A recent study proves what I’ve known for quite some time: the happiest subgroup of people in the USA are unmarried, childless women. Other research explored that women get happier with age because they become more invisible to men. So here I am, a single, childless woman in my late thirties and dare I say, the happiest I have ever been.
I like to think I have been doing things the “right way,” pushing back on the patriarchal narrative that romantic love is the most important form or that all women should want to be partnered and have children. We know how much marriage benefits men, they live longer while it shortens women's lives (though I think this study only was on heteronormative relationships). So I’ve spent the past 10-15 years thinking something was really wrong with me...wondering why romantic love felt antiquated or too normal of thing to want.
I didn’t understand why some people seemed addicted to finding "the one" while I was more excited about planning a girls’ night. I wondered if I was more bisexual than I realized, or maybe asexual.
After a slew of disastrous romantic relationships and messes in my twenties and most of my thirties I instead began investing my time in my business and self-employment and my friendships--and it paid off...or so it seemed. When I look deeper I realize I have been much more protected than I realized, my devaluing of romantic love was actually a defense. I had become so unavailable to it that I couldn't even imagine it as a possibility for myself. It was defeating and depressing to even think about.
My sense of self didn't feel strong enough anymore to navigate the uncertainty, fear of rejection, or vulnerability that romantic love invites in. My sensitive empath nervous system overwhelmed so easily by others. So, I pushed my desire for it so far away from my consciousness that I thought it had disappeared. I killed mine, doing my best to destroy it with my own will and denial. But that's the thing about desire, it can only hide so long.

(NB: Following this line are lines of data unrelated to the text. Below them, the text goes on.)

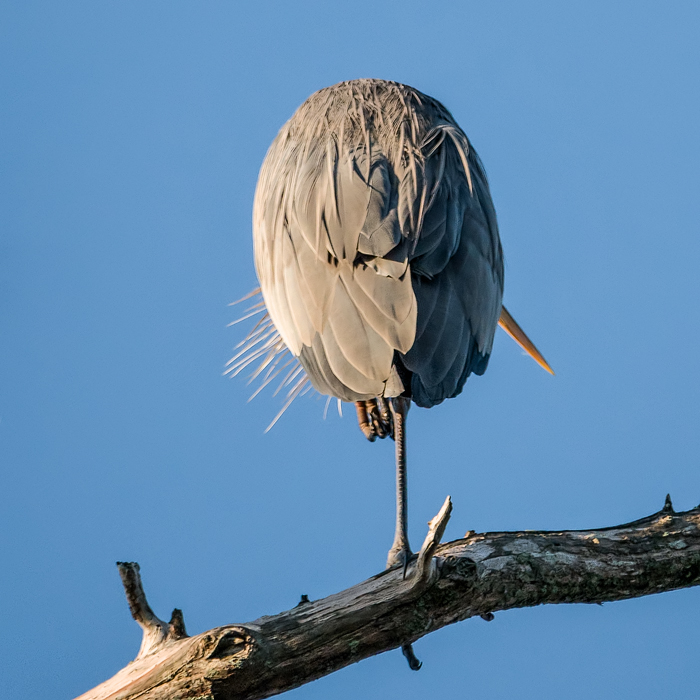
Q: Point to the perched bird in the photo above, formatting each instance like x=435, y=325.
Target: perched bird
x=379, y=260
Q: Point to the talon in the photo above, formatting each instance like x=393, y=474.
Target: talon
x=363, y=421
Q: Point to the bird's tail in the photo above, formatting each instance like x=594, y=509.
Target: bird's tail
x=510, y=326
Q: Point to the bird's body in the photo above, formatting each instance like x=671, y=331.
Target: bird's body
x=379, y=260
x=376, y=245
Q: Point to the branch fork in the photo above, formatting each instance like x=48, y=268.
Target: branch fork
x=473, y=577
x=156, y=632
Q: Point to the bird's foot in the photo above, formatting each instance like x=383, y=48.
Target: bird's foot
x=375, y=419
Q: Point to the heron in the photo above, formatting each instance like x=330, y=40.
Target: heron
x=379, y=260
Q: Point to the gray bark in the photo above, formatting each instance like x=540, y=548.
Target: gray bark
x=478, y=575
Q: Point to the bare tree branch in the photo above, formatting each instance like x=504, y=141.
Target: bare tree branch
x=478, y=575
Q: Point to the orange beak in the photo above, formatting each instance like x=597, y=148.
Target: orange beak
x=509, y=325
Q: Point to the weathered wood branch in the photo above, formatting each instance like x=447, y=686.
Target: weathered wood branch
x=478, y=575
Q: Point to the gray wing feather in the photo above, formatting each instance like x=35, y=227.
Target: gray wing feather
x=375, y=236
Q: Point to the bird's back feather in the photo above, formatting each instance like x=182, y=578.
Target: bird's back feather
x=376, y=244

I feel like I should have known better...I often preach to my clients the importance of honoring the desires of the soul through astrology. Often the natal chart will show us what we value and crave, and mine clearly speaks to this yearning, even if painful.
Something finally cracked open more recently, perhaps it was a person, the timing of the sky, or that the repression became too great. But I can't do it anymore I need to push against the parts that want to shut down, that are terrified of someone seeing all the insecure parts. I don’t fully trust my sense of self is strong enough to survive another break. I don't trust my attraction and desire, usually leading me someone who is more unavailable. Another breaking open, another cracking in my defenses and identity.

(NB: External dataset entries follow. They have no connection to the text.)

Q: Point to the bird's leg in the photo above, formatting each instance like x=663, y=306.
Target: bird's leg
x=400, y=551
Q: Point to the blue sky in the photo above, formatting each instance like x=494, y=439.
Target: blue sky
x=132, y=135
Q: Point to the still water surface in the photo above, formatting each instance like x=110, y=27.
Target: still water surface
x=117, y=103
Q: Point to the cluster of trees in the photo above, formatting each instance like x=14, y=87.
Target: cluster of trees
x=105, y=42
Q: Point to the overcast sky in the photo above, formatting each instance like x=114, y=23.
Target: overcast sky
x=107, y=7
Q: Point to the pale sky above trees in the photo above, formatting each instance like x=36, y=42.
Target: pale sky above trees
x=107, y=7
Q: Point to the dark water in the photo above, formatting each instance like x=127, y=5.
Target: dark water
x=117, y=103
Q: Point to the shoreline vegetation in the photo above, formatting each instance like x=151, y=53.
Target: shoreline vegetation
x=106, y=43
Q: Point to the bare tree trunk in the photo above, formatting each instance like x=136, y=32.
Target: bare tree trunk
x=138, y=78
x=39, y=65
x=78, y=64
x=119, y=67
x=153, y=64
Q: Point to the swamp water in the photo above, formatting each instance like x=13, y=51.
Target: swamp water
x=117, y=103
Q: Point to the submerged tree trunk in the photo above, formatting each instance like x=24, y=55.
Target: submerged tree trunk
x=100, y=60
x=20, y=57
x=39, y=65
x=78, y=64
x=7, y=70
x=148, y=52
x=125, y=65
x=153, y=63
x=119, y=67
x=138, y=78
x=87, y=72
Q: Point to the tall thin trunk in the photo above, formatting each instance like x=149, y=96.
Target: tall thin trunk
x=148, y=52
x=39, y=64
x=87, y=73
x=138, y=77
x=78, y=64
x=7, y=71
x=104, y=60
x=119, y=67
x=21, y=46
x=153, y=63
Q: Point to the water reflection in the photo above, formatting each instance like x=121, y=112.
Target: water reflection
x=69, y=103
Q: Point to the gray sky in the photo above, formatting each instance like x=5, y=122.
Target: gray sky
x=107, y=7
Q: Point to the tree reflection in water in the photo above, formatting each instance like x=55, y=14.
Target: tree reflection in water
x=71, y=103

It reached a threshold and breaking point, of me being tired of projecting unavailability onto others and take more responsibility for the unavailability in myself.

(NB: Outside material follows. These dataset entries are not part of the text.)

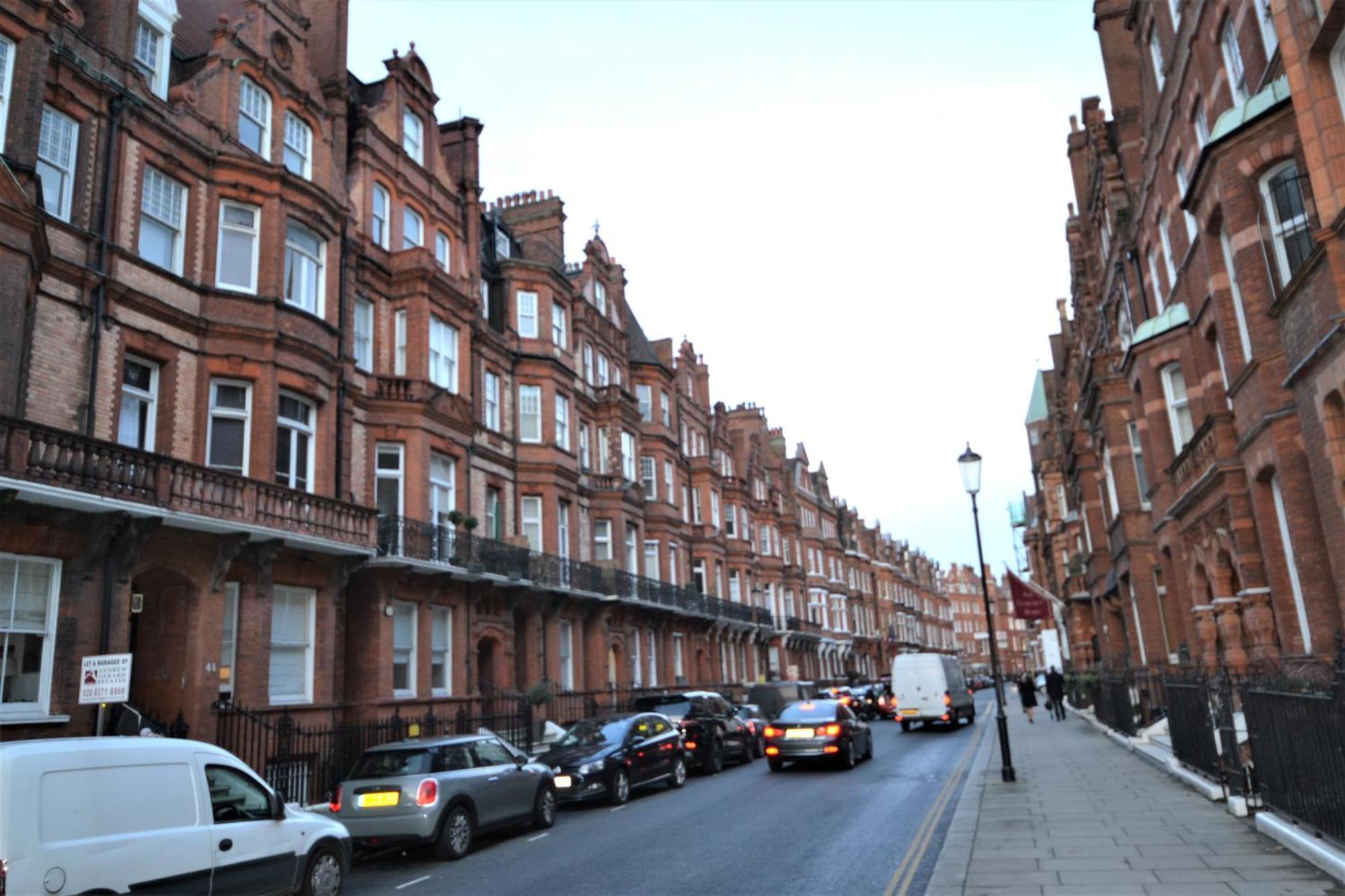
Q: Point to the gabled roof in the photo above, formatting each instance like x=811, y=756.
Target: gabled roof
x=1038, y=408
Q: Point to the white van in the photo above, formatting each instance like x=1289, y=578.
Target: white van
x=930, y=688
x=155, y=814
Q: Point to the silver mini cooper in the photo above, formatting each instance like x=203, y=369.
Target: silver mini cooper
x=443, y=791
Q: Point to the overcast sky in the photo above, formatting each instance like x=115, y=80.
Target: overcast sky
x=855, y=212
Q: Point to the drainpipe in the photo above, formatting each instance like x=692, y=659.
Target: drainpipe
x=100, y=294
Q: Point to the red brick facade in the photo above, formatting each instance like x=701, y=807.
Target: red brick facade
x=298, y=419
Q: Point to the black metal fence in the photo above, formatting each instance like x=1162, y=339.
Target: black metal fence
x=306, y=762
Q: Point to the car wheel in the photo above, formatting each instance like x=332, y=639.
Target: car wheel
x=455, y=836
x=679, y=776
x=621, y=791
x=544, y=809
x=323, y=876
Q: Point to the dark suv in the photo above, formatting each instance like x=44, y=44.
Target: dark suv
x=711, y=729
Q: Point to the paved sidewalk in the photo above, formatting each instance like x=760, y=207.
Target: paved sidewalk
x=1089, y=818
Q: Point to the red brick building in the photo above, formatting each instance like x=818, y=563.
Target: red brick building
x=1192, y=415
x=297, y=417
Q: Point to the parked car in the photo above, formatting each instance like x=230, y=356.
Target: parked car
x=774, y=696
x=818, y=729
x=757, y=723
x=120, y=814
x=443, y=791
x=711, y=731
x=613, y=755
x=930, y=688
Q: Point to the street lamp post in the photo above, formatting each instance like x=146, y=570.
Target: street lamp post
x=970, y=466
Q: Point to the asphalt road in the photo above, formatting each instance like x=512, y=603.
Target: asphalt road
x=746, y=830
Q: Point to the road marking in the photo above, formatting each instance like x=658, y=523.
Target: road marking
x=921, y=842
x=412, y=881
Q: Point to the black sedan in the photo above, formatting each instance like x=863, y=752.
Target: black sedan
x=818, y=729
x=609, y=756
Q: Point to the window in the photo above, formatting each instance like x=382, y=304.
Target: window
x=150, y=58
x=379, y=218
x=139, y=397
x=442, y=249
x=567, y=651
x=364, y=334
x=1235, y=292
x=1137, y=454
x=293, y=618
x=254, y=118
x=645, y=396
x=1156, y=53
x=295, y=443
x=236, y=261
x=493, y=401
x=1234, y=63
x=531, y=413
x=414, y=229
x=400, y=342
x=443, y=489
x=231, y=425
x=649, y=478
x=305, y=256
x=1292, y=565
x=559, y=326
x=57, y=142
x=532, y=521
x=404, y=650
x=1179, y=407
x=442, y=651
x=414, y=135
x=30, y=589
x=629, y=456
x=602, y=540
x=528, y=315
x=299, y=142
x=443, y=354
x=1289, y=227
x=228, y=641
x=163, y=204
x=563, y=423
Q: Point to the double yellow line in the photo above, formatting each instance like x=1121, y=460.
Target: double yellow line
x=906, y=872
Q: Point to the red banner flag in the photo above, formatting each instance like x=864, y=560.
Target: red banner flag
x=1028, y=603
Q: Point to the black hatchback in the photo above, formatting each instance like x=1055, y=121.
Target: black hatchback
x=606, y=758
x=818, y=729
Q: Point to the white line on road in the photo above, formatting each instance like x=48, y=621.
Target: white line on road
x=412, y=881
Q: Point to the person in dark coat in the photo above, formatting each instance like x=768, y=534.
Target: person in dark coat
x=1028, y=694
x=1056, y=692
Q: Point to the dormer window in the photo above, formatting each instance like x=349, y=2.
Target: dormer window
x=414, y=134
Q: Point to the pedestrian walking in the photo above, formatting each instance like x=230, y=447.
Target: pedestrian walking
x=1028, y=694
x=1056, y=693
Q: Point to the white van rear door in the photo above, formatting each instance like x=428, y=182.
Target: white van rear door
x=124, y=827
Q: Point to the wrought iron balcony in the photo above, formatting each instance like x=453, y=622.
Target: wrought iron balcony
x=69, y=460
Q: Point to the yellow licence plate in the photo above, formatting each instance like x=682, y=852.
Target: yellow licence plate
x=385, y=798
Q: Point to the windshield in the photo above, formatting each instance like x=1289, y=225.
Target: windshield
x=392, y=763
x=595, y=732
x=810, y=712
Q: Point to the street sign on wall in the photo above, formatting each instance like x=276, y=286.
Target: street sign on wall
x=106, y=680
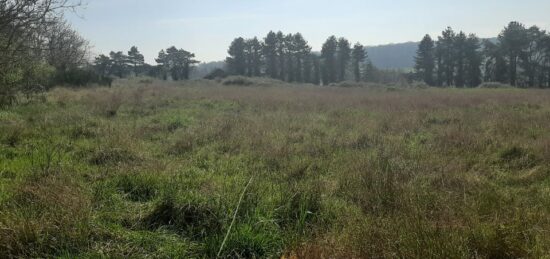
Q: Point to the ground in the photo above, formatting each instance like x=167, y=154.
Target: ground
x=156, y=169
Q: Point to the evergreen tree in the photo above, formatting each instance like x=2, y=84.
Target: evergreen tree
x=236, y=62
x=495, y=64
x=531, y=59
x=343, y=57
x=136, y=60
x=459, y=45
x=445, y=48
x=425, y=60
x=102, y=65
x=358, y=57
x=328, y=56
x=301, y=52
x=473, y=61
x=513, y=39
x=176, y=62
x=316, y=77
x=281, y=53
x=270, y=54
x=119, y=63
x=290, y=57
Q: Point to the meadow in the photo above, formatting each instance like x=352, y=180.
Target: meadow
x=170, y=169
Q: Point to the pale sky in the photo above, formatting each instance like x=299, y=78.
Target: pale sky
x=207, y=27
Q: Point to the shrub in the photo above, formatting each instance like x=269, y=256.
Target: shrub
x=216, y=74
x=494, y=85
x=45, y=216
x=237, y=80
x=194, y=220
x=139, y=187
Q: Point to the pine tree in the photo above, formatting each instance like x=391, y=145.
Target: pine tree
x=424, y=60
x=513, y=39
x=236, y=62
x=343, y=57
x=316, y=77
x=473, y=61
x=328, y=56
x=177, y=62
x=495, y=64
x=119, y=64
x=301, y=53
x=358, y=57
x=281, y=53
x=136, y=60
x=445, y=45
x=270, y=54
x=459, y=45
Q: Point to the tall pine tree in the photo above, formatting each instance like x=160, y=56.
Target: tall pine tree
x=425, y=60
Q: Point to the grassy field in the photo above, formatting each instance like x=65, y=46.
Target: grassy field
x=151, y=169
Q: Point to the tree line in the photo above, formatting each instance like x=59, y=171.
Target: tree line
x=172, y=63
x=519, y=56
x=289, y=57
x=38, y=48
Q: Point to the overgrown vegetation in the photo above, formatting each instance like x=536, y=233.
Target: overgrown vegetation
x=156, y=169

But I have to start showing up, no more cool girl, no more armored amazon. Working with the fears I have of being uncontained and emotional and feeling too much. The patriarchal programing that that containment is more attractive rather than the immense flow of care and love that moves through me in my feelings for others.
For the first time in a long time, I’m ready to risk, ready to risk falling apart again. Actually facing my own unavailability and trust my self soothing. To start knocking down the defense mechanisms that hinder my ability to more deeply connect with others, to look closely at the cracked places in my ego where I feel fragile.
As a woman my life feels peppered by pains of relationships and the subsequent recovery from them. I needed the defenses against wanting a relationship to really come into my own to start my business, to focus on my friendships. Truth is that I still don’t know if I can emotionally hold the anxiety and disorientation that comes up for me in meeting some one new. But I trust this is where I need to be.
On the eve of the next Libra new moon across from healer Chiron, I'm harmonizing my heart with my head to value my desire for romantic love. To no longer dismiss or repress it to open to its own form of magic and soul medicine.